Monday, October 31, 2005

Making Visible the Invisible at Seattle Public Library

The circulation of checked out books and media transforms the library into a data exchange center. This flow of information can be calculated mathematically, analyzed statistically and represented visually. From a cultural perspective, the result may be a good indicator of what the community of patrons considers interesting information at any specific time. Visualizing the statistical information of the titles and their categories therefore provides a real-time living picture of what the community is thinking.

“Making Visible the Invisible” is an installation consisting of 6 large LCD screens located on a glass wall horizontally behind the librarians’ main information desk in the Mixing Chamber of the Seattle Central Library, a large open 19,500 sq ft space dedicated to information retrieval and public accessible computer research.

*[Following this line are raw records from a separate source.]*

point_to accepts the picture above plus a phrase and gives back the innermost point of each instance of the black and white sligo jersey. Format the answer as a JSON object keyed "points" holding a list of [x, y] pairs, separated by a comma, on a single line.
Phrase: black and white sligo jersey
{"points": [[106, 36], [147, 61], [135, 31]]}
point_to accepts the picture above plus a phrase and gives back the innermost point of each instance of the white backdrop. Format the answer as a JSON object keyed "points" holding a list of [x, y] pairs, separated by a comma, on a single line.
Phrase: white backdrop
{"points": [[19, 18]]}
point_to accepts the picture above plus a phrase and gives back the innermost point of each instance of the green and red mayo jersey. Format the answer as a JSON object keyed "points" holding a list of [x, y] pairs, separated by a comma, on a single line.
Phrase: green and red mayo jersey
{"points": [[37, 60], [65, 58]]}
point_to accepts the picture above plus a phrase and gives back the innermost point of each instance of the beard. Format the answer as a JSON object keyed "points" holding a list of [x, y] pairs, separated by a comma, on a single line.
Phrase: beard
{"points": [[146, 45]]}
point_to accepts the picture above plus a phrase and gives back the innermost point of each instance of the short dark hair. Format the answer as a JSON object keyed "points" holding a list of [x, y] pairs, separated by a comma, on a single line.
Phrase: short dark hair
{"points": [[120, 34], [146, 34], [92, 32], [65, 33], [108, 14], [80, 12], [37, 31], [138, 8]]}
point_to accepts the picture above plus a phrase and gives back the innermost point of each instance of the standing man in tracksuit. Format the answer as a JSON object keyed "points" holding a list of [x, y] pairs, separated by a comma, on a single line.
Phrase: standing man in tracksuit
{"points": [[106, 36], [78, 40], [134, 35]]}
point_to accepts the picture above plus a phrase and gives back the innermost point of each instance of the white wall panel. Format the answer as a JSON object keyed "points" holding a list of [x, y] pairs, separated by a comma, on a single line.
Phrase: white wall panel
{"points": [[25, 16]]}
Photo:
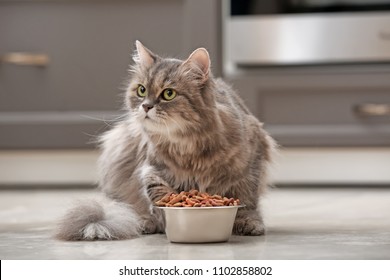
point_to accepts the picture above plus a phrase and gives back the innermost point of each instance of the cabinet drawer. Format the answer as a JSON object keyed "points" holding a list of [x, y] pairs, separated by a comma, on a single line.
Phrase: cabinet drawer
{"points": [[311, 107], [321, 109], [88, 48]]}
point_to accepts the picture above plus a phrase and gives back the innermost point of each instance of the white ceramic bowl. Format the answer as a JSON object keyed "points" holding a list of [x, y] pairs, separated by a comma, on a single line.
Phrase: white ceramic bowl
{"points": [[199, 224]]}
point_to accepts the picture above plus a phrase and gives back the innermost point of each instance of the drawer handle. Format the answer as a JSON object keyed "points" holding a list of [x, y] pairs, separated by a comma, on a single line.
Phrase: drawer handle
{"points": [[25, 59], [372, 110]]}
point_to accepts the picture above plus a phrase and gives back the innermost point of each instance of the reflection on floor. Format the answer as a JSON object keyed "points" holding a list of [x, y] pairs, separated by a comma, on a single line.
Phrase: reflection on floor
{"points": [[302, 223]]}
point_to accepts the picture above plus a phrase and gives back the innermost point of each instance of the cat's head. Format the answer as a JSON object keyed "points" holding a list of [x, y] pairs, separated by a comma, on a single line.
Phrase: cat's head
{"points": [[169, 96]]}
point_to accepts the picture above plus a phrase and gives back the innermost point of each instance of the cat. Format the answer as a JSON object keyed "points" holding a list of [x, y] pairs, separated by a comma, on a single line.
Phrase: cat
{"points": [[184, 129]]}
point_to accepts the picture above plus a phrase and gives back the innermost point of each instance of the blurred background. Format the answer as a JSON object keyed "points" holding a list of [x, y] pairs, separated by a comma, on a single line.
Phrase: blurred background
{"points": [[316, 72]]}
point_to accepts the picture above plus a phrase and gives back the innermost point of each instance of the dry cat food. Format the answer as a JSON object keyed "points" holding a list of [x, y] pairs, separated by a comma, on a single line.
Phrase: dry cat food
{"points": [[194, 198]]}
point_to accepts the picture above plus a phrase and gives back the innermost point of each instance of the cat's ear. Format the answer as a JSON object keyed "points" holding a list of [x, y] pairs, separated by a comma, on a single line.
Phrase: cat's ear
{"points": [[200, 58], [143, 56]]}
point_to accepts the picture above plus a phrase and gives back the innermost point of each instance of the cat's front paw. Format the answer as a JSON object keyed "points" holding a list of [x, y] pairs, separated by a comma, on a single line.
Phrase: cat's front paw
{"points": [[248, 226]]}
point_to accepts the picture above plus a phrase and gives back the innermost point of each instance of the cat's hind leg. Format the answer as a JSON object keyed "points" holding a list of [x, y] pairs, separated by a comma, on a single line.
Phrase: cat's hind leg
{"points": [[248, 222]]}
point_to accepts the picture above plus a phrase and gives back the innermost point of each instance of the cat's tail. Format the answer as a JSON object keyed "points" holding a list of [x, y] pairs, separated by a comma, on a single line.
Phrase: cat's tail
{"points": [[99, 220]]}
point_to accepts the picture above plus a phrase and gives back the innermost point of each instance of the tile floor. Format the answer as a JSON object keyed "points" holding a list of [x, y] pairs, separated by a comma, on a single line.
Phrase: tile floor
{"points": [[303, 223]]}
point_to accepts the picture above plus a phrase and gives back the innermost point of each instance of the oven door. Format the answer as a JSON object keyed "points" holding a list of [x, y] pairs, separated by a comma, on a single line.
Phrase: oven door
{"points": [[309, 32]]}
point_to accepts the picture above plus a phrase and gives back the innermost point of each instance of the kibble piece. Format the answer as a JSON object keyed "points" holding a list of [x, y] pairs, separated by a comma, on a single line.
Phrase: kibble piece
{"points": [[194, 198]]}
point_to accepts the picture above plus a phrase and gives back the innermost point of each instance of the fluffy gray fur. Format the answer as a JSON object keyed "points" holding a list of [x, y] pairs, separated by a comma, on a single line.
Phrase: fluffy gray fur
{"points": [[204, 138]]}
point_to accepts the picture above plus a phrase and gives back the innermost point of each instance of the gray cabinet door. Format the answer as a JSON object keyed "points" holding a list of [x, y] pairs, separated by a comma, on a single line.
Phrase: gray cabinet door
{"points": [[64, 64]]}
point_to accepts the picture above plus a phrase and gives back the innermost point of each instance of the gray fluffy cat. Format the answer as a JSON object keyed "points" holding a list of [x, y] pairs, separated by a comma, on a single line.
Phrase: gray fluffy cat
{"points": [[185, 129]]}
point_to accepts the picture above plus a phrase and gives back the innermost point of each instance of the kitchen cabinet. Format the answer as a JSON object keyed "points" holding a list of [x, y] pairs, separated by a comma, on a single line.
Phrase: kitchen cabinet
{"points": [[63, 64], [320, 105]]}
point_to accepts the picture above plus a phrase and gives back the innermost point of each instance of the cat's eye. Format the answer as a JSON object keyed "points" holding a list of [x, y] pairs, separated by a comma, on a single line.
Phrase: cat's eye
{"points": [[168, 94], [141, 91]]}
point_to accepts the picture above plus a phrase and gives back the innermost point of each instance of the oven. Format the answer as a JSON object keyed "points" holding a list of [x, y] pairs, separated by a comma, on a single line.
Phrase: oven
{"points": [[307, 32]]}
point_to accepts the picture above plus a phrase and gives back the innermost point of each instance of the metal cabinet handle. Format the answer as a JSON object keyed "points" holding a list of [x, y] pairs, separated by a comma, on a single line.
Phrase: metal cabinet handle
{"points": [[372, 109], [25, 59]]}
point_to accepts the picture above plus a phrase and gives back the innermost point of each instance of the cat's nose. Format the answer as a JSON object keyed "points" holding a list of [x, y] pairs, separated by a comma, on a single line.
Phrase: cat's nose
{"points": [[147, 107]]}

The screens feature real-time calculated animation visualizations generated by custom designed statistical and algorithmic software using data received each hour. This data consists of a list of checked-out items organized in chronological order. The item may be a book, a DVD, a CD, a VHS tape, etc. and from the list we can collect and aggregate titles, checkout time, catalog descriptors such as keywords, Dewey classification code if they are non-fiction items. There are approximately 36000 items circulating per day. Items with Dewey Decimal System labels provide for a way to get a perspective on what subject matters are of current interest at any given time as the Dewey system classifies all items according to 10 major categories: 000 Generalities; 100 Philosophy & Psychology; 200 Religion; 300 Social Science; 400 Language; 500 Natural Science & Mathematics; 600 Technology & Applied Sciences; 700 Arts; 800 Literature; 900 Geography & History. These are then subdivided into 100 segments. There are 4 visualizations at this time.